Figure 5 Establishment and validation of the prognostic signal for HCC. (A) Lasso regression analysis to identify the characteristic value of the constructed diagnostic signal. (B) Survival analysis between the high-risk and low-risk groups. (C) The area under the ROC curve (AUC) of PIRs for 1-, 3-, and 5-year OS in the TCGA data set. (D–F) The DCA curve of PERs for 1, 3, and 5 years in the TCGA data set. (G) The calibration curve of PERs for 1, 3, and 5 years in the TCGA data set. (H) Survival analysis between the high-risk and low-risk groups in the ICGC-LIHC data set. (I) The AUC of PIRs for 1-, 3-, and 5-year OS in the TCGA data set.

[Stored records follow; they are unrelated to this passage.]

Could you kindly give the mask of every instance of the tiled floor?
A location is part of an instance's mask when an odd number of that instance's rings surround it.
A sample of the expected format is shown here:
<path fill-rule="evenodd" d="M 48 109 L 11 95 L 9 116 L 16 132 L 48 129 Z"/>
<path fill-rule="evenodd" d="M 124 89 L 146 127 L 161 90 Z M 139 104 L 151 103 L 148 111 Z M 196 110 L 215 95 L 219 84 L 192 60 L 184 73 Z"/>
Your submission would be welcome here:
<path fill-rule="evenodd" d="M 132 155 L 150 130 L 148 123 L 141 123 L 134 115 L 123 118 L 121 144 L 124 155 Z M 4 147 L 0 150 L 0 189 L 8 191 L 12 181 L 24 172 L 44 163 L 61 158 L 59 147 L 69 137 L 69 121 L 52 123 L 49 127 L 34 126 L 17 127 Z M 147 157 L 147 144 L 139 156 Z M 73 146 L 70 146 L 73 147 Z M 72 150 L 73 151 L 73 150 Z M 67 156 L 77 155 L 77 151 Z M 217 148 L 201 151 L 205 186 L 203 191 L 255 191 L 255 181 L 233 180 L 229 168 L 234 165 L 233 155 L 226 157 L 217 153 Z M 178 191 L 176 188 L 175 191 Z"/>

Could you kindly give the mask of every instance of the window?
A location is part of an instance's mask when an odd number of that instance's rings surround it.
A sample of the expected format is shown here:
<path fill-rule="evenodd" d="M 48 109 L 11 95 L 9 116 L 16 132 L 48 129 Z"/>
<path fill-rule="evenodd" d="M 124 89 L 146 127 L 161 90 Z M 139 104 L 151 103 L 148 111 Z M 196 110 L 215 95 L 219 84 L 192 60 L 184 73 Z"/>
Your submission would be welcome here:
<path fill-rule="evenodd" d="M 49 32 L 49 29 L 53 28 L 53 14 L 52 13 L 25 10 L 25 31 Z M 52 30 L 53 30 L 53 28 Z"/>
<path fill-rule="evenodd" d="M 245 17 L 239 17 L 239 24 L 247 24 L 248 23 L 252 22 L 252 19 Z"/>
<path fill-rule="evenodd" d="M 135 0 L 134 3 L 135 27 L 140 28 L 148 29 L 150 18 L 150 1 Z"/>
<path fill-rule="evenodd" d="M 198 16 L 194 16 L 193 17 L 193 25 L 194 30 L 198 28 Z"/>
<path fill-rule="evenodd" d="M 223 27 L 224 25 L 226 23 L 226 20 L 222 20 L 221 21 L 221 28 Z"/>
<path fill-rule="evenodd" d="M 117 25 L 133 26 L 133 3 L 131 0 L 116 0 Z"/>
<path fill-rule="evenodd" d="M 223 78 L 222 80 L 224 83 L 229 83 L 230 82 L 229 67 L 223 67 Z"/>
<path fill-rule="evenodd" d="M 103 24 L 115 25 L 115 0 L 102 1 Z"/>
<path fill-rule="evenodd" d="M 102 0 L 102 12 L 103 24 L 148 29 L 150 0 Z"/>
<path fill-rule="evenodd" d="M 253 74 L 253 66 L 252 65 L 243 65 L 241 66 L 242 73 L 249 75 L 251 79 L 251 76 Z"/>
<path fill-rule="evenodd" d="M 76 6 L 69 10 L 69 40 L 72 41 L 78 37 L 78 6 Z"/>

Analysis of the Clinical Characteristics for the PERs Groups
For clinical practicability, a nomogram was drawn to predict 1-year, 3-year, and 5-year survival (Figure 6A). Through univariate and multivariate regression analyses, we identified PERs as an independent prognostic factor for HCC (Figures 6B, C). The differences in clinical characteristics between the high-PERs and low-PERs groups were analyzed in the above data sets, and the accuracy of the model was further verified based on the data set. Based on the TCGA-LIHC data set, the differentially expressed signaling pathways between the high-PERs and low-PERs groups were identified by using the GSEA and GSVA algorithms to obtain the intersection (Figures 6D, E, and S1) (29, 30), which helps elucidate the difference between the high-PERs and low-PERs groups.

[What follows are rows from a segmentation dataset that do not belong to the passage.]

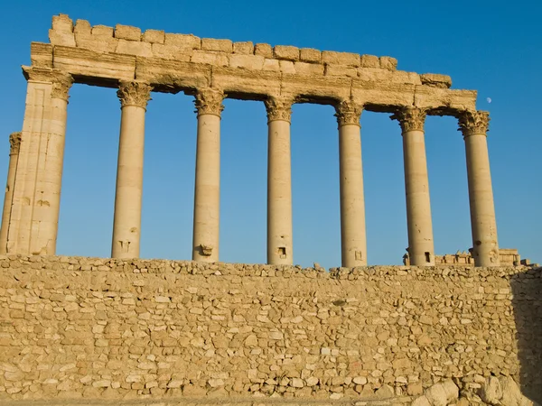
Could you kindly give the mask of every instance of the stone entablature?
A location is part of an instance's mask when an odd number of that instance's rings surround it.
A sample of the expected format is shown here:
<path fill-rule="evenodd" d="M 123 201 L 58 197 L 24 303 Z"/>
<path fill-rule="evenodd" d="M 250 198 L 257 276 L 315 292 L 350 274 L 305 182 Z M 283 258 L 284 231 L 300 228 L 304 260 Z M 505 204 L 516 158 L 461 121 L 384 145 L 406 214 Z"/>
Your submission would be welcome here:
<path fill-rule="evenodd" d="M 540 398 L 542 269 L 42 255 L 0 255 L 0 269 L 3 404 L 244 396 L 351 405 L 413 400 L 450 380 L 464 396 L 492 376 Z"/>
<path fill-rule="evenodd" d="M 333 104 L 353 97 L 365 109 L 402 106 L 454 114 L 476 109 L 476 91 L 450 89 L 439 74 L 397 70 L 390 57 L 199 38 L 117 24 L 90 26 L 53 17 L 50 44 L 33 42 L 33 66 L 69 72 L 77 83 L 116 87 L 143 80 L 154 91 L 221 88 L 228 97 L 261 100 L 290 95 L 296 102 Z"/>

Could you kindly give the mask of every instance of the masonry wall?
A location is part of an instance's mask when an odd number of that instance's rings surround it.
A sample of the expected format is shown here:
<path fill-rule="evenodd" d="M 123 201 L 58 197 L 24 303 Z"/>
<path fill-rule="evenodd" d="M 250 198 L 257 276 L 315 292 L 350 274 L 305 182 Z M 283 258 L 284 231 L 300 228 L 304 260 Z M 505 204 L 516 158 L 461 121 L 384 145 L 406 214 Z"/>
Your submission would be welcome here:
<path fill-rule="evenodd" d="M 0 267 L 0 400 L 414 396 L 491 374 L 540 399 L 540 269 L 41 256 Z"/>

Figure 6 Functional analysis between the high-PERs and low-PERs groups. (A) The nomograms for predicting the 1-, 3-, and 5-year survival rates in the TCGA data set. (B) Univariate Cox regression analysis for PERs in the TCGA data set. (C) Multivariate Cox regression analysis for PERs in the TCGA data set. (D) GSEA between the high-PERs and low-PERs groups in the TCGA data set. (E) GSVA between the high-PERs and low-PERs groups in the TCGA data set.
Pan-Cancer Analysis
One of the advantages of bioinformatics analysis is that it can obtain a variety of tumor data for analysis. To explore the applicability of these prognostic models in other tumors, we collected 14 tumor (BLCA, BRCA, COAD, HNSC, KIRC, KIRP, LGG, LUAD, LUSC, OV, PRAD, SKCM, STAD, UCEC) data sets with sample sizes greater than 300 in TCGA database. First, we performed univariate Cox regression analysis which only a few tumors, such as KIRP, and OV were suitable for the above survival model (Figure 7A). However, KM survival analysis showed that only LGG and KIRP had significant differences (Figure 7B), which may be attributed to different statistical methods, but both of them indicated the liver cancer specificity of the above models
Figure 7 Pan-cancer analysis using TCGA database. (A) Univariate Cox regression analysis for 14 kinds of tumors. (B) Km survival curve analysis between the high-PERs and low-PERs groups, with a P value <0.05.

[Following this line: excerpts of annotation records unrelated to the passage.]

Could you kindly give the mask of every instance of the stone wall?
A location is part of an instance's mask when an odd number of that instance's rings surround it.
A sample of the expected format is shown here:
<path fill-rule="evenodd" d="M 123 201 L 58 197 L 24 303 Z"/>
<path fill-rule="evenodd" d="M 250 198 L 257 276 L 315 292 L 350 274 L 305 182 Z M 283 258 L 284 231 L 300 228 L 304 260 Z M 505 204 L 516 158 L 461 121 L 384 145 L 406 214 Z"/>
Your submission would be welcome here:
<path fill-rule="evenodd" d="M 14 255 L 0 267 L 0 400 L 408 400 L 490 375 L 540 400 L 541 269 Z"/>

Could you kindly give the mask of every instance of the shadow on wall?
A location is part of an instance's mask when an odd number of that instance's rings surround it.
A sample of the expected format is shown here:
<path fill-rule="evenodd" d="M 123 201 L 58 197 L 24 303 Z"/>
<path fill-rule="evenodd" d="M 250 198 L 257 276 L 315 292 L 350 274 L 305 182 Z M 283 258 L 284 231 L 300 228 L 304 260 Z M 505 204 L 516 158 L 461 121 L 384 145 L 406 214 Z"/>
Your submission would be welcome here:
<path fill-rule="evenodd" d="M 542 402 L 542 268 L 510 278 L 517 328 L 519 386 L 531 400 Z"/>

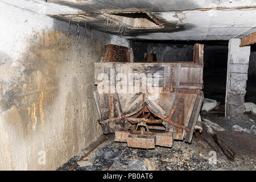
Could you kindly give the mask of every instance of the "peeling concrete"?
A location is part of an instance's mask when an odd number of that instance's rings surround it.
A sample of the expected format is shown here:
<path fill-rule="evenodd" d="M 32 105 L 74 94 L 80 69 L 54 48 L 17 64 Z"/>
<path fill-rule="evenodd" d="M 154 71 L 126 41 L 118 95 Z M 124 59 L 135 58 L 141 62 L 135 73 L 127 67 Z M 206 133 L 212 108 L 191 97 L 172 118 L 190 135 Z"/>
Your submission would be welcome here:
<path fill-rule="evenodd" d="M 105 44 L 128 42 L 6 4 L 0 11 L 0 170 L 56 169 L 102 134 L 93 63 Z"/>

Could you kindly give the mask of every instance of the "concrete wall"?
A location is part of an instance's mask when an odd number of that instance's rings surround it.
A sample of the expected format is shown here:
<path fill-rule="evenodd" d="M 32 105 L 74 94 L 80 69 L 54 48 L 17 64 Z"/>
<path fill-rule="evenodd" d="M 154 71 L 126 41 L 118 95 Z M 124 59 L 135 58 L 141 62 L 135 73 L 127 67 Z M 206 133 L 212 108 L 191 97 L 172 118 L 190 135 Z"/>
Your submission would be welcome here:
<path fill-rule="evenodd" d="M 229 42 L 225 116 L 242 114 L 250 53 L 250 46 L 240 47 L 240 39 Z"/>
<path fill-rule="evenodd" d="M 102 134 L 93 63 L 128 43 L 2 2 L 0 17 L 0 170 L 56 169 Z"/>

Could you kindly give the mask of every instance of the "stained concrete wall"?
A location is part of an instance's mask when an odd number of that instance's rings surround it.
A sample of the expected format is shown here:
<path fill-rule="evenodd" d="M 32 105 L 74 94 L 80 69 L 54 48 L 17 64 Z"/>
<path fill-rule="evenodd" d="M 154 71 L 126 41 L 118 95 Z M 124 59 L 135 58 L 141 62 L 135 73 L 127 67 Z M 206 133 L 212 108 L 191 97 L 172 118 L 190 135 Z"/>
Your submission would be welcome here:
<path fill-rule="evenodd" d="M 56 169 L 102 134 L 93 63 L 128 42 L 17 6 L 0 16 L 0 170 Z"/>
<path fill-rule="evenodd" d="M 229 42 L 225 115 L 242 114 L 250 53 L 250 46 L 240 47 L 240 39 Z"/>

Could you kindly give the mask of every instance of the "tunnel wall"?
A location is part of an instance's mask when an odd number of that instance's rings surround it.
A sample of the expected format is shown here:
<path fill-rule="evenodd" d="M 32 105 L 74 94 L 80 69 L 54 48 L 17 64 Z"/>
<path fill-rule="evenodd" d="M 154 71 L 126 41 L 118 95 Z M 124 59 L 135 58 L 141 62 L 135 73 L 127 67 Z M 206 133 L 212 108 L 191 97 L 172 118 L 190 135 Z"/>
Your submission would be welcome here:
<path fill-rule="evenodd" d="M 93 63 L 128 42 L 7 4 L 0 16 L 0 170 L 56 169 L 102 135 Z"/>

Bioinformatics Prediction of Drug Candidates
To further evaluate the effects of various drugs on the different PERs subgroups, we evaluated each patient’s response to immunotherapy using the TIDE database. We found that the low-PERs group was more suitable for immunotherapy (Figure 8A). To identify candidate drugs for the high-PERs group, we comprehensively analyzed the PRISM and CTRP2.0 databases and found that four compounds may be effective in the low-PERs group. The resulted based on the PRISM found that five drugs (ABT-737, gemcitabine, GSK461364, paclitaxel and SB-743921) was better response in low-PERs group (Figure 8B) and the resulted based on the CTRP2.0 found that one drug (LY2606368) was better response in low-PERs group (Figure 8C). These results can provide some guidance for clinical treatment.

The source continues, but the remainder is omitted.